Way before McGregor Hall, the Cinema or even Raleigh Rd. Outdoor Theatre in Henderson, patrons of the arts could enjoy a live performance, a silent movie or even a vaudeville show in any number of theaters and performance halls that dotted the community.
Most folks in Henderson remember the Embassy, located just a block off Garnett Street, its interior dripping in burgundy velvet and the stairs leading to the balcony where the “cool” kids hung out.
Local historian Mark Pace said it was billed as “the grandest movie theater in the U.S.” when the Stevenson family opened it in 1940. He joined WIZS’s Bill Harris for the tri-weekly Around Old Granville segment of TownTalk.
The Embassy closed in 1987 and the building was torn down in 1996; its name lives on in The Embassy Square Project, an $8 million privately funded endeavor that gave way to McGregor Hall Performing Arts Center and Perry Memorial Library.
The Stevenson family owned dozens of movie theaters across the state and the former Moon-Glo Outdoor Theatre (renamed Raleigh Road Outdoor Theatre) is one of only a handful of drive-in theaters that are still in operation across the state.

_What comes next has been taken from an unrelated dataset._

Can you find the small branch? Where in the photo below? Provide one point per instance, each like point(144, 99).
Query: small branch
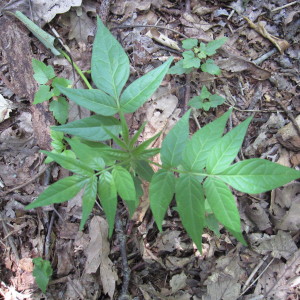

Then there’s The Stevenson, located along Garnett Street near the spot where the former Rose’s store was. The Art Deco style building was designed by Henderson architect Eric Flanagan, who also designed the Henderson High School – now the Center for Innovation for Vance County Schools.
Just down the street from The Stevenson – near Frazco – was The State, another movie house.
Downtowns across the Old Granville area had at least one movie theater, Pace said.
The Orpheum in Oxford on Williamsboro Street was built in 1913. It burned in 1943 and was rebuilt in an Art Deco style that the newly restored location has retained in its new incarnation as a wedding and event venue.
A group is Lousiburg is trying to do a similar thing and save a theater downtown, which opened in 1935 and was in operation until about 2009.
Oxford also had The Liberty Theater, located near the current location of Hall’s Flooring. The Mills family ran this theater, which was in operation from 1929-1942 for African Americans.
The Carolina Theater occupied a spot near Strong Arm Baking Co. on Main Street in Oxford from the mid 1930’s to the early ‘60’s, Pace said. The building burned down in 1997 when it was being used as a fitness center and now is the site of the Hugh Currin mini-park.
There was a drive-in in Oxford, across from the Food Lion at Hilltop, called the Starlite. Pace said he’s looking for a photograph of this theater, so if anybody has one, he’d love to see it.